Carlos... Carlos es un chico que veo en los pasillos de mi escuela. Lo miro a la distancia intentando no destacar, intentando ser invisible ante sus ojos, pero eso es algo que no se me da muy bien debido a mi personalidad.
Un día, sin darme cuenta me senté a su lado, no supe que hacer, entre en pánico y lo único que se me ocurrio fue esconderme en mi celular. Tal vez haciéndome la interesante o tal vez solo intentando distraerme. A este punto no sé porqué reaccione así. Una de sus compañeras de clase se acerca y comienzan a hablar. Yo en silencio decido ponerme los audífonos, pues no quería pasar por chismosa o al menos creía que el podría pensar eso.
Luego de unos minutos de incomodidad por mi parte, decido levantarme e irme a mi salón en donde estaba mi maestro favorito. Decidí hablarle para así pasar un poco los nervios.
Pasaron los días y mi rutina era la misma; salir de clases, ir al pasillo y sentarme, observarlo pasar junto a sus amigos.
No tenía el suficiente coraje para ir a hablarle. Por más que trate de acercarme, cada intento terminaba en fracaso y arrepentimiento. Planeaba cuidadosamente cada movimiento que debía hacer, pero a la hora de verlo en los pasillos, me arrepentía. Llegaba a mi casa pensando en lo que podría pasar si me acercará, si le hablara.
Ya cuando me había resignado a no hacer nada al respecto, el se sienta a mi lado y entre miradas cruzadas me sonríe. Esa sonrisa hizo darme cuenta de que en realidad, por más pena que tuviera, quería hablarle, quería conocerle. Apenada estaba decidida a acercarme, a tomar la iniciativa.
Cuándo ya era hora de salir e irnos a casa, decidí anotar mi número en un papel junto a mi nombre. Espere en el pasillo de una forma disimulada a que el pasará. Una vez le vi, me levante y me dirigí a donde el estaba.
Dando torpes pasos me acerco por su espalda. -Oye-. Digo con nervios.

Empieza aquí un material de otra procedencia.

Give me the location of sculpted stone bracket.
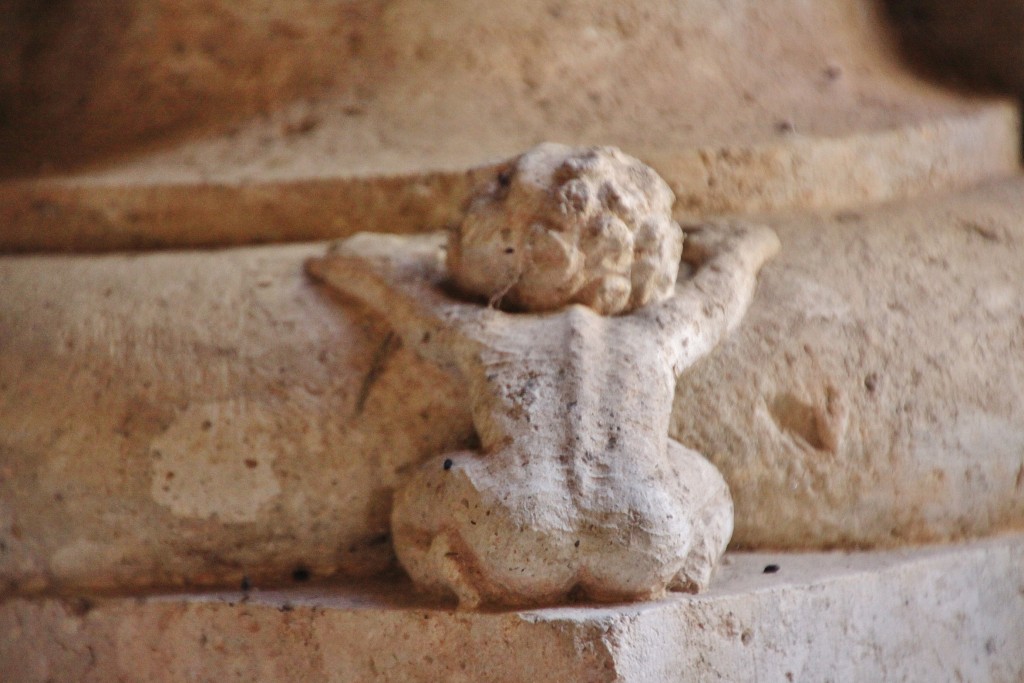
[307,145,778,607]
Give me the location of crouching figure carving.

El un poco desconcertado se da media vuelta dirigiendo su mirada hacia mi. Con nervios decido entregarle el papel y decirle que me gustaría conocerle. El abre el papel y revisa cuidadosamente si contenido. Me sonríe y llamándome por mi nombre me dice "mucho gusto". Tan solo fueron dos palabras, pero fueron dos palabras que hicieron que mis esperanzas de hablar con él incrementarán.
Decidí irme a casa después de hacerle entrega de mi número, pero mientras caminaba no podía parar de arrepentirme y preguntarme porque había hecho eso. Desee que no me escribiera y que simplemente se deshiciera de mi número, al fin y al cabo, sería más fácil ser rechazada de esa forma, pero no fue así, pues al cabo de un rato recibo un mensaje de un número desconocido.

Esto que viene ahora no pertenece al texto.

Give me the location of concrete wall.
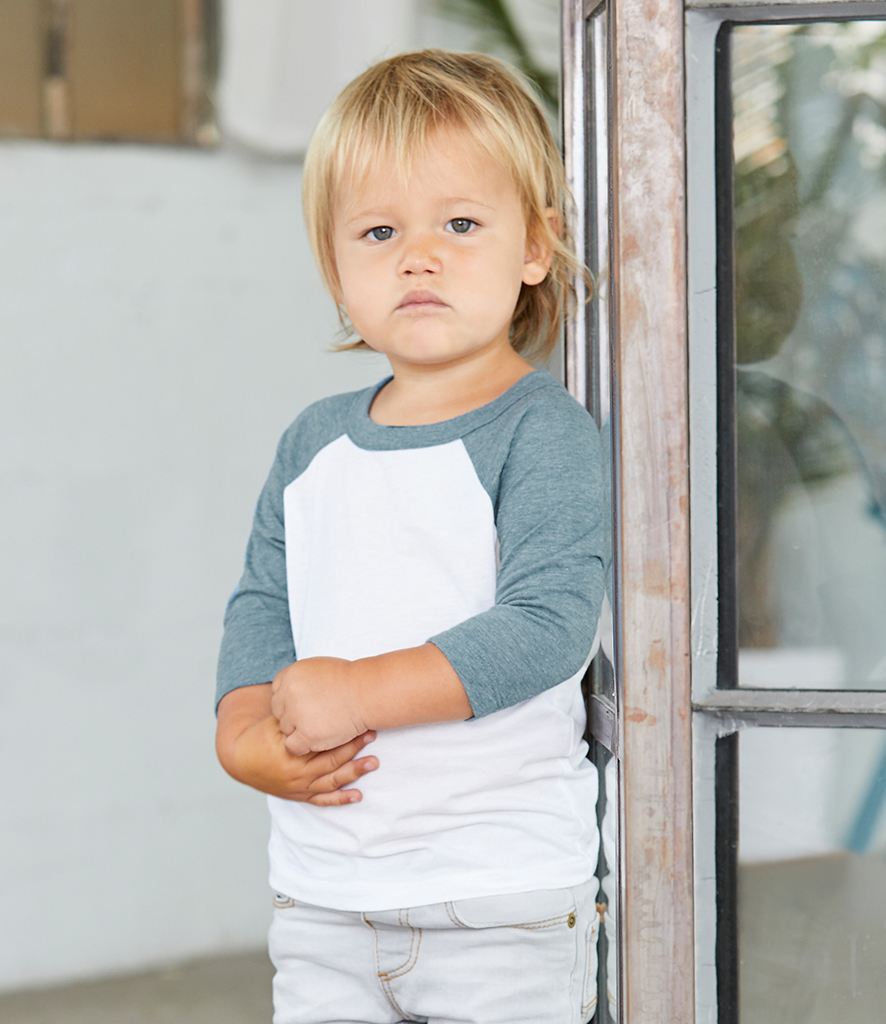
[0,142,385,987]
[0,0,550,988]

Entre al mensaje y al ver la foto de perfil pude comfirmar que era el. Sonreí inmediatamente, pero, aunque estaba emocionada, decidí esperar un momento para responderle, pues no quería lucir desesperada.
Esperé por 10 minutos antes de responderle. Había olvidado preguntarle su nombre, así que decidí iniciar la conversación así.
Me responde diciéndome su nombre, Carlos. Luego de eso sus respuestas fueron cortantes, aparte tardaba en responder. Eso me hizo preguntar si había hecho algo mal. Decidí simplemente dejar de responderle, no quería incomodarle o darle una mala imagen de mi. Creí que hablarle en persona iba a ser mejor que hablarle por chat.
Al día siguiente, no pude aguantar las ganas de hablarle, pero como no había clases, decidí enviarle un mensaje. Lo salude y pregunte como había ido su día, pero pasaron una... Dos... Cuatro... Siete horas... No hubo respuesta. Creí que tal vez estaba ocupado, pero hice algo que uno nunca debería hacer, revisar si esta en línea. Entre a su chat "en línea" esperé... Nada. Decidí salir del chat, un poco desilusionada pensé que tal vez estaría ocupado, pero al volver a entrar veo que ha publicado no uno, sino varios estados. Ahí me di cuenta de que en realidad no quería hablar conmigo. El tenía cero interés en mi... Entonces ¿para que escribirme en primer lugar? Hubiera preferido ser rechazada sin que me hubiera escrito a que me hubiera hecho a la idea de que tal vez podríamos llegar a entablar una buena conversación. Ahí me di cuenta de que tal vez nunca podría salir de este bucle de rechazos.